AmpereComputing / HPL-on-Ampere-Altra

Apache License 2.0
8 stars 3 forks source link

Missing information in README / getting this to run following instructions #3

Closed geerlingguy closed 1 year ago

geerlingguy commented 1 year ago

One thing I had to dig to find is running sudo ldconfig prior to the step "Ensure successful installation of openmpi by executing the following commands." in the README.

Edit: I also had to run sudo apt install -y gfortran before compiling MPI. Maybe we could consider just throwing in instructions assuming default paths? E.g. wget [mpi download URL], then ./configure, make -j 4 all, then make install, then sudo ldconfig?

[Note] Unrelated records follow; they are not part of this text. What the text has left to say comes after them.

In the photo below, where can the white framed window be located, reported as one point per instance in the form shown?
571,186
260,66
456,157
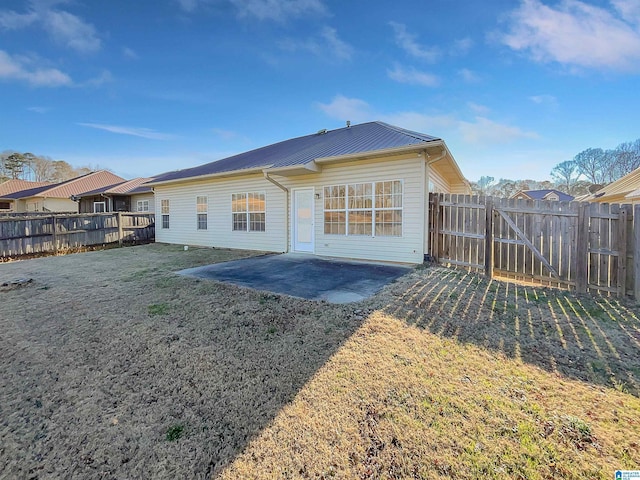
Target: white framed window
201,212
368,209
248,211
142,206
164,211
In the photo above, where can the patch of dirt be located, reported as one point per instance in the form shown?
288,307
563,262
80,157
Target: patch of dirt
112,366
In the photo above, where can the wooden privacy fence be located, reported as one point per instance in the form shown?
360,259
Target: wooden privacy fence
52,233
578,245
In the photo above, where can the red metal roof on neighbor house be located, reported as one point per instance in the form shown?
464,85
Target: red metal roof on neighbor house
122,188
16,185
75,186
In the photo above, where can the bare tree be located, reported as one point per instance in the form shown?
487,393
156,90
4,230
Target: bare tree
566,175
591,164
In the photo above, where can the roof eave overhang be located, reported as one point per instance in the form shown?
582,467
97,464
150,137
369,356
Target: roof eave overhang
386,152
295,170
232,173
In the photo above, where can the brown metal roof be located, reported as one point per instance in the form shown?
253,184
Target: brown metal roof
16,185
121,188
75,186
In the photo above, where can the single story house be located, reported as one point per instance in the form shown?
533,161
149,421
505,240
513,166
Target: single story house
12,186
624,190
544,194
357,192
127,196
58,197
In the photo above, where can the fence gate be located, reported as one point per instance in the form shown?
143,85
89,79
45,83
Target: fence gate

After that, when trying to make HPL with the provided Makefile, I got the error:

mpifort -DAdd_ -DF77_INTEGER=int -DStringSunStyle  -I/opt/hpl-2.3/include -I/opt/hpl-2.3/include/Altramax_oracleblis -I/opt/MyBlisDir/include/altramax  -fomit-frame-pointer -O3 -funroll-loops -W -Wall -o /opt/hpl-2.3/bin/Altramax_oracleblis/xhpl HPL_pddriver.o         HPL_pdinfo.o           HPL_pdtest.o /opt/hpl-2.3/lib/Altramax_oracleblis/libhpl.a -L/opt/MyBlisDir/lib/altramax -lblis 
--------------------------------------------------------------------------
No underlying compiler was specified in the wrapper compiler data file
(e.g., mpicc-wrapper-data.txt)
--------------------------------------------------------------------------
make[6]: *** [Makefile:76: dexe.grd] Error 1
make[6]: Leaving directory '/opt/hpl-2.3/testing/ptest/Altramax_oracleblis'
make[5]: *** [Make.top:68: build_tst] Error 2
make[5]: Leaving directory '/opt/hpl-2.3'
make[4]: *** [Makefile:73: build] Error 2
make[4]: Leaving directory '/opt/hpl-2.3'
make[3]: *** [Make.top:54: build_src] Error 2
make[3]: Leaving directory '/opt/hpl-2.3'
make[2]: *** [Makefile:72: build] Error 2
make[2]: Leaving directory '/opt/hpl-2.3'
make[1]: *** [Make.top:54: build_src] Error 2
make[1]: Leaving directory '/opt/hpl-2.3'
make: *** [Makefile:72: build] Error 2
geerlingguy commented 1 year ago

Ah, that could be from the fortran compiler not working:

root@adlink-ampere:/opt/hpl-2.3# mpifort --version
--------------------------------------------------------------------------
No underlying compiler was specified in the wrapper compiler data file
(e.g., mpicc-wrapper-data.txt)
--------------------------------------------------------------------------

I installed gfortran with sudo apt install -y gfortran, but I'm still getting that error.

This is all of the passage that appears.